Nie wszyscy ludzie związani z monachijskim klubem są jednak zakochani w Lewandowskim. Ostrożnie, co do przydatności Polaka wypowiada się były szkoleniowiec Bayernu Ottmar Hitzfeld. Według niego bawarski klub wcale go nie potrzebuje. - Już w zeszłym sezonie zespół pokazał, że i tak jest wystarczająco silny - przyznał Niemiec.

W Bayernie odpowiednikiem Lewandowskiego był do tej pory Mario Mandzukić. Na razie Chorwatowi trudno znaleźć wspólny język z Guardiolą. W Niemczech mówi się, że piłkarzowi nie odpowiada system preferowany przez szkoleniowca. Podobno wyżej stoją notowania Peruwiańczyka Claudio Pizzaro.

- W poprzednim sezonie Mandzukić bardzo mi się podobał. Wywalczył sobie miejsce w zespole i dał mu mentalność zwycięzców. Lewandowski to również typowa "dziewiątka", nie gra jak Messi.
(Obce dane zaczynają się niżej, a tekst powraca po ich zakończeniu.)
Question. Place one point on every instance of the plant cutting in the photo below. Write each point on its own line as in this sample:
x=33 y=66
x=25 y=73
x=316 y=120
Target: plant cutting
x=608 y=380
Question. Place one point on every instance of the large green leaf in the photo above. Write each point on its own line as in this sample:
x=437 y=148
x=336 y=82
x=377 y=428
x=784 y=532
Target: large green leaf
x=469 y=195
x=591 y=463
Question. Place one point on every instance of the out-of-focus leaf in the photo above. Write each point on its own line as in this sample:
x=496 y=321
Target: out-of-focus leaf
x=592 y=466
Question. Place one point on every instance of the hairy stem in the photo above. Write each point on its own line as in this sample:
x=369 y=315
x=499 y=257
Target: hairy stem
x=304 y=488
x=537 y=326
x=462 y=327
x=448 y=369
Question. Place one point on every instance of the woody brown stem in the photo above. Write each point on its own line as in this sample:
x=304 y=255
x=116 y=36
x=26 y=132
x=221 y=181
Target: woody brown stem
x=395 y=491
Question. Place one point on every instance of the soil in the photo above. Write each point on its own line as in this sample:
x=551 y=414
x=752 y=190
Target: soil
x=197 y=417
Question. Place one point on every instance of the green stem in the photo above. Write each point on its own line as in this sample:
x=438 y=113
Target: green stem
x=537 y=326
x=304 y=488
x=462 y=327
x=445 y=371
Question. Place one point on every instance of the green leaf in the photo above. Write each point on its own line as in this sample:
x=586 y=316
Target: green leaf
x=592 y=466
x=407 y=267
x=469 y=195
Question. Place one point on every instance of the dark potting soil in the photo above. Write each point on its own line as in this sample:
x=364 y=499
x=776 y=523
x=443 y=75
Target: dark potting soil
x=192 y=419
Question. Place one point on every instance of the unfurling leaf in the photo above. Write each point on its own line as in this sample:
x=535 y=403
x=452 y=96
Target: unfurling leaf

Czy naprawdę w systemie preferowanym przez Guardiolę jest potrzebny... - zastanawia się były trener monachijczyków.

Lewandowski miał dołączyć do drużyny mistrza Niemiec tego lata, ale po sprzedaniu do Bayernu innej swojej gwiazdy Mario Goetzego Borussia nie chciała jeszcze bardziej wzmacniać swojego najgroźniejszego rywala.

Kontrakt Polaka wygasa latem 2014 roku, więc wydaje się, że Lewandowski i tak trafi do Monachium.

Najprawdopodobniej wszystko wyjaśni się pod koniec roku. Wtedy piłkarz będzie mógł negocjować umowę z nowym klubem. Jeżeli dogra w Dortmundzie kolejny sezon na starym kontrakcie, Borussia nie dostanie za niego żadnych pieniędzy.